Thomas Molineux (1759–1850) was an English stenographer and schoolteacher.

==Life==
Born in Manchester on 14 May 1759, Molineux studied at the school in Salford run by Henry Clarke. There he learned John Byrom's system of shorthand, and before he was 17 he became a writing-master and teacher of accounts in King Edward VI's Grammar School, Macclesfield.

Molineux resigned from the school in 1802, and died in Macclesfield on 15 November 1850, aged 91.

==Works==
Molineux published The Elements of Short-hand: Being an Abridgement of Mr. Byrom's Universal English Short-hand (1791). It is a simplified representation of the Byrom system, with a few alterations. Molineux later brought out other works on the same subject, with engraved copperplates. One of them is partly written in epistolary form. Popular, they passed through about a dozen editions. Some are entitled An Introduction to Byrom's Universal English Short-hand, and others The Short-hand Instructor or Stenographical Copy Book. The editions of The Instructor published in 1824 and 1838 have a portrait of Molineux, engraved by Robert Cabbell Roffe from a painting by Scott.

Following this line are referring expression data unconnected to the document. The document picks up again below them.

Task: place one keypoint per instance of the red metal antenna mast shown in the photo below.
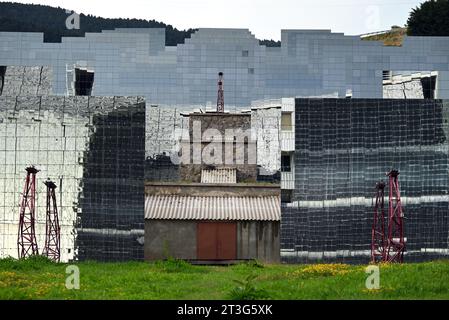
(396, 241)
(52, 247)
(26, 242)
(378, 252)
(220, 97)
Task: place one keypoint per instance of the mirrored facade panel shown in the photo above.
(308, 63)
(93, 149)
(343, 147)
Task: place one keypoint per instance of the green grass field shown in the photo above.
(37, 278)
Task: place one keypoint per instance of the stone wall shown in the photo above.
(93, 149)
(28, 81)
(265, 125)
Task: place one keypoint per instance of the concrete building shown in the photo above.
(343, 147)
(91, 147)
(216, 212)
(212, 222)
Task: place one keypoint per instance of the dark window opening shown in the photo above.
(84, 81)
(286, 196)
(286, 163)
(428, 87)
(2, 78)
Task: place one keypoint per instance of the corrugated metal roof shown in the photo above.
(219, 175)
(266, 208)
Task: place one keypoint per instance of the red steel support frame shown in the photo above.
(378, 252)
(26, 242)
(52, 247)
(396, 242)
(220, 96)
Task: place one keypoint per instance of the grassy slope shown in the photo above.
(173, 280)
(392, 38)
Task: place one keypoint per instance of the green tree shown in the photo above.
(431, 18)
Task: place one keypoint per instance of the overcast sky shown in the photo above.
(265, 18)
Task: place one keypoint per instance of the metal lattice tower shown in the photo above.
(26, 242)
(378, 252)
(396, 241)
(220, 97)
(52, 247)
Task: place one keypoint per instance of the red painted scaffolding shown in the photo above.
(52, 248)
(26, 242)
(396, 241)
(378, 252)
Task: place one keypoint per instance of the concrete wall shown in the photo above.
(258, 240)
(211, 143)
(28, 81)
(177, 238)
(170, 238)
(205, 189)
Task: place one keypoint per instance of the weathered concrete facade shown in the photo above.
(175, 212)
(256, 240)
(219, 140)
(93, 149)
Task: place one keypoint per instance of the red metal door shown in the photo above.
(217, 241)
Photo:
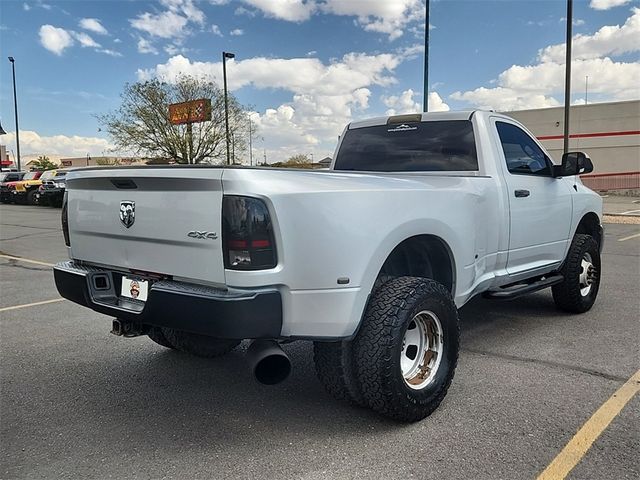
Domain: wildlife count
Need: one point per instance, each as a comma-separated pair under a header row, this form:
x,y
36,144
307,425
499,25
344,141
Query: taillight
x,y
247,234
65,221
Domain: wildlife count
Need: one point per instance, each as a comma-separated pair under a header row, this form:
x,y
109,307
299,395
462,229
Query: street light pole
x,y
250,145
226,55
15,106
425,93
567,76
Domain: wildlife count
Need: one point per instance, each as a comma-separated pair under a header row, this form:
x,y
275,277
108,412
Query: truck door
x,y
540,205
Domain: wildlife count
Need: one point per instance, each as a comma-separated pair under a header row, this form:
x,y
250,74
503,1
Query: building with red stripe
x,y
608,132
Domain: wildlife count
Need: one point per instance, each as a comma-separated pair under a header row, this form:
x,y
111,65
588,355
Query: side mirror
x,y
573,163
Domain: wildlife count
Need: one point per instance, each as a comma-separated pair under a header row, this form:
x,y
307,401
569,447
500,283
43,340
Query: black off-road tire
x,y
378,345
334,368
199,345
157,336
566,295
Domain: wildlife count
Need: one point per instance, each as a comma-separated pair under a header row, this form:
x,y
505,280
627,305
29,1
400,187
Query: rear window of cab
x,y
436,146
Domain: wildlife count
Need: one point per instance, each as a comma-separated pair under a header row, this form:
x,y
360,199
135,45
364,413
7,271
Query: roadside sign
x,y
190,112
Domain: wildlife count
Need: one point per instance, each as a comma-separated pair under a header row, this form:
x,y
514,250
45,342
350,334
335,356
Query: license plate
x,y
135,288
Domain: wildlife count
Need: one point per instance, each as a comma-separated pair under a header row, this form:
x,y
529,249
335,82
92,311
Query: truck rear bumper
x,y
233,314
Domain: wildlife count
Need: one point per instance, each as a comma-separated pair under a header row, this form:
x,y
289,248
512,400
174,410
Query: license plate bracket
x,y
135,288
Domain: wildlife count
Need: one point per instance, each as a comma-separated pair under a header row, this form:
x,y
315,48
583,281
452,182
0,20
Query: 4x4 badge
x,y
127,212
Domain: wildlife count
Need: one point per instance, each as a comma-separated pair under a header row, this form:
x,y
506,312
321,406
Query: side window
x,y
523,155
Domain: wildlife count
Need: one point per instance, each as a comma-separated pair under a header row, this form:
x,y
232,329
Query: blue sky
x,y
306,68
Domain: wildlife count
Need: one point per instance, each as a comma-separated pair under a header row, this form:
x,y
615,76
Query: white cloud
x,y
542,84
290,10
145,46
609,40
216,30
109,52
405,103
85,40
505,99
436,104
607,4
389,16
55,39
325,96
171,22
165,25
70,146
93,25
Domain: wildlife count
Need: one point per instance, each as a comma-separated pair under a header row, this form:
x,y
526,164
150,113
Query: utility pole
x,y
567,75
250,145
425,93
226,55
586,89
15,107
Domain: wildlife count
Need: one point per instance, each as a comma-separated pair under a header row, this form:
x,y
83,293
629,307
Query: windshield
x,y
409,147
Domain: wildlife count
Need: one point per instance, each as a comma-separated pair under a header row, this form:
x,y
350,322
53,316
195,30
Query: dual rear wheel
x,y
404,356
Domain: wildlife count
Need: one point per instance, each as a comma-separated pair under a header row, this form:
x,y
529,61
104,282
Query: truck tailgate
x,y
170,221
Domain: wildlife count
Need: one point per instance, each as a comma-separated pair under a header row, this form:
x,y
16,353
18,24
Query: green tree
x,y
141,125
295,161
299,159
43,163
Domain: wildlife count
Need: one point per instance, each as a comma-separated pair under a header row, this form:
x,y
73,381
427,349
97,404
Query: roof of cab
x,y
426,117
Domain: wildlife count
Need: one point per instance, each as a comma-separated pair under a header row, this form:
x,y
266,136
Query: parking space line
x,y
624,239
34,304
11,257
581,442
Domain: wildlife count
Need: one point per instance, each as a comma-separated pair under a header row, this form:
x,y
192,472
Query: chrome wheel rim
x,y
587,274
422,348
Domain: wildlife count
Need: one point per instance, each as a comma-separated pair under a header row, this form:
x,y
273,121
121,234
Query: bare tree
x,y
141,125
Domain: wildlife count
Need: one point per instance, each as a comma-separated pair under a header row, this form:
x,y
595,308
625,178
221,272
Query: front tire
x,y
581,271
198,345
407,348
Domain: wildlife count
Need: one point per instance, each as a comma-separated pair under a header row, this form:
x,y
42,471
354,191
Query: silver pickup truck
x,y
369,260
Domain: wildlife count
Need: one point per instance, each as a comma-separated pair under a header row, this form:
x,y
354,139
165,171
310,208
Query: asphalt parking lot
x,y
76,401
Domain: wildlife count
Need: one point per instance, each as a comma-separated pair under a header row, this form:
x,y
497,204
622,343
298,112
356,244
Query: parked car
x,y
369,260
26,190
7,177
51,192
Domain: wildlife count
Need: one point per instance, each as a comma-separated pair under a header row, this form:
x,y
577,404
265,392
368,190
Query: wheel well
x,y
590,225
421,256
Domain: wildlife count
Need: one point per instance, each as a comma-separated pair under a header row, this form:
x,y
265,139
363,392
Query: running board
x,y
514,291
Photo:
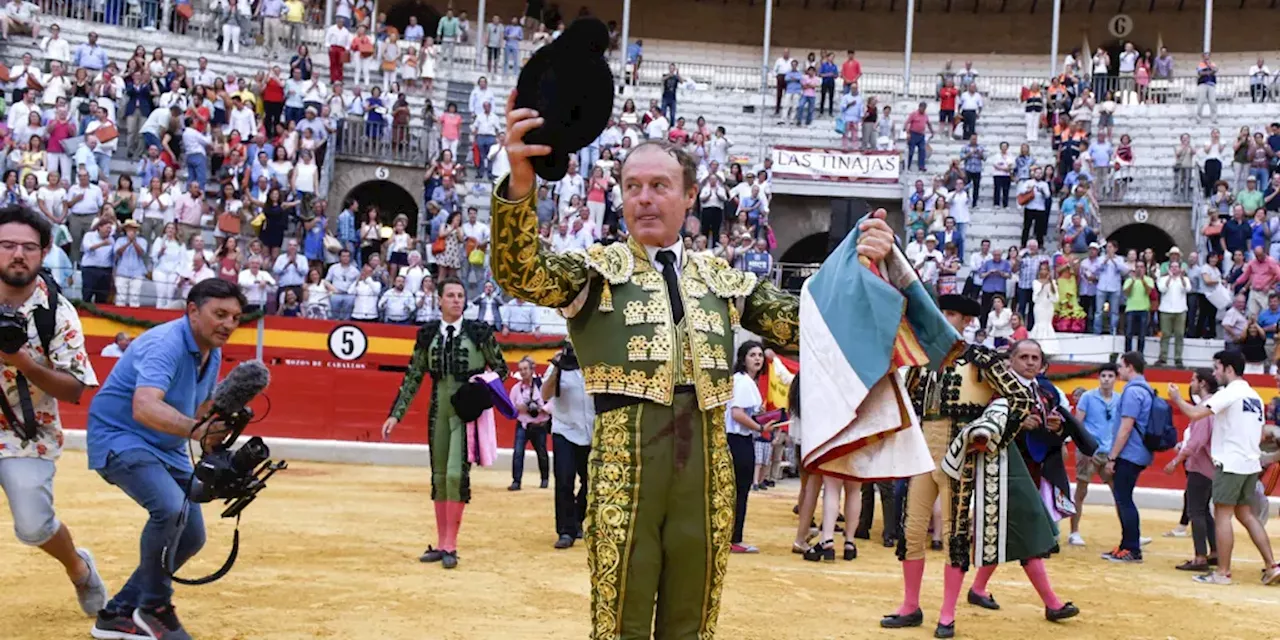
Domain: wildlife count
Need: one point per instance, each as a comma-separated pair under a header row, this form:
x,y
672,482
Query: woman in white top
x,y
741,429
306,174
428,302
155,208
1000,323
196,272
426,59
1043,300
1001,173
1214,160
1173,288
398,246
315,296
167,259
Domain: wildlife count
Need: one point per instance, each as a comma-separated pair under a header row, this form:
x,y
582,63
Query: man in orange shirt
x,y
850,72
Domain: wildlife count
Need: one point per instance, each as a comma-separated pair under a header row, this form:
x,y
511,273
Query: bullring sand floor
x,y
330,551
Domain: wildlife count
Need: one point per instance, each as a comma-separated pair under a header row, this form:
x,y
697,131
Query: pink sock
x,y
1036,572
442,522
913,574
455,521
979,581
952,579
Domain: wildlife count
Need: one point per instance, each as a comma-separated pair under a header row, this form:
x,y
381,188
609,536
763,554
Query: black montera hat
x,y
960,305
570,85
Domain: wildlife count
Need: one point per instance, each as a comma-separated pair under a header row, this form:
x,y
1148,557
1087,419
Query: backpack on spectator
x,y
1160,434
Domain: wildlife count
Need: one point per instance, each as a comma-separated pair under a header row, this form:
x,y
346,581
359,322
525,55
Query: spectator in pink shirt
x,y
1194,456
850,72
917,123
808,96
1262,274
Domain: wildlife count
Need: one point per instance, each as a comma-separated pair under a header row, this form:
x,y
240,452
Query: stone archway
x,y
391,200
1139,236
350,174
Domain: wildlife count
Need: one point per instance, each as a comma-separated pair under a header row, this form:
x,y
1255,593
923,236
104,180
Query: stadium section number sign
x,y
1120,24
347,342
833,164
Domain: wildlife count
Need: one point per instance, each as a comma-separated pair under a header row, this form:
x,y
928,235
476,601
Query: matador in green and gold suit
x,y
661,489
451,353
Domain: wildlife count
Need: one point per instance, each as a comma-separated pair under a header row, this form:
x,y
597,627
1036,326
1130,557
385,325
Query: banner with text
x,y
833,164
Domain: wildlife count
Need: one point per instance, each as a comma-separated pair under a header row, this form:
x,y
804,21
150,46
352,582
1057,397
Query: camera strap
x,y
27,426
170,553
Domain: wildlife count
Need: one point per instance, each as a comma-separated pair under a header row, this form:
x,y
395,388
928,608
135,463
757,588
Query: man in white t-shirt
x,y
1235,447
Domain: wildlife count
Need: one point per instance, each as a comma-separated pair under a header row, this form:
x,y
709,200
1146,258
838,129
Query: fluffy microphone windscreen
x,y
241,385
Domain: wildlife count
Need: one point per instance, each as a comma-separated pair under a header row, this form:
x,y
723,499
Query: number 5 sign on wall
x,y
347,342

Molineux was also the author of a short treatise on arithmetic. His letters to Roffe were edited and printed privately in a limited edition, as The Grand Master (London, 1860). Roffe was an engraver in London, whom Molineux taught shorthand by correspondence, and who became the author of another modification of the Byrom system. It contains notes on shorthand authors.

==Family==
Molineux was married and had a daughter, who married John Jackson, vicar of Over, Cheshire.